Bradley Sample

Personal information
- Date of birth: November 12, 2000 (age 25)
- Place of birth: Channahon, Illinois, United States
- Height: 6 ft 0 in (1.83 m)
- Position: Midfielder

Team information
- Current team: Pittsburgh Riverhounds
- Number: 15

Youth career
- 0000–2019: Sockers FC

College career
- Years: Team / Apps / (Gls)
- 2019–2023: Louisville Cardinals / 90 / (4)

Senior career*
- Years: Team / Apps / (Gls)
- 2023: Thunder Bay Chill / 11 / (1)
- 2024–: Pittsburgh Riverhounds / 57 / (2)

= Bradley Sample =

American soccer player (born 2000)

Bradley Sample (born November 12, 2000) is an American professional soccer player who plays as a midfielder for Pittsburgh Riverhounds in the USL Championship.

==Career==
===Youth===
Sample played club soccer for the Sockers FC in the USSDA where he served as team captain, and helped guide the team to the 2017-18 USSDA under-19 quarterfinals.

===College and amateur===
In 2019, Sample attended the University of Louisville to play college soccer. Over five seasons with the Cardinals, including a truncated 2020 season due to the COVID-19 pandemic, Sample made 90 appearances, scoring four goals and tallying seven assists. He was named to the All-ACC Academic Team in three consecutive seasons between 2020 and 2022. Sample helped take his team to the ACC Championship opening round, even scoring in the 2–1 loss to the Virginia Tech Hokies. Sample scored 4 times for Louisville, including one that secured a draw against Wake Forest.

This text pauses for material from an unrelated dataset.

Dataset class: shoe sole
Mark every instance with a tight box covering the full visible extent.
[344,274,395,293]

Sample appeared for USL League Two side Thunder Bay Chill during their 2023 season, where he made 11 appearances and scored a single goal.

===Professional===
On January 26, 2024, Sample signed his first professional contract with USL Championship side Pittsburgh Riverhounds, along with former ACC Championship opponent, Jackson Wälti. He made his first appearance in the 3–1 loss to Louisville City, and then making his first start against Phoenix Rising. Sample recorded two assists in the 5–0 win over Oakland Roots, assisting Brunallergene Etou and Sean Suber. Sample was shown a straight red card in the 1–1 draw with Loudoun United after a foul on Kalil ElMedkhar. Sample scored his first professional goal in a 2–0 win over Rhode Island. The goal, a looping header from the top of the box after Dani Rovira's cross, went on to win USL Championship Goal of the Week.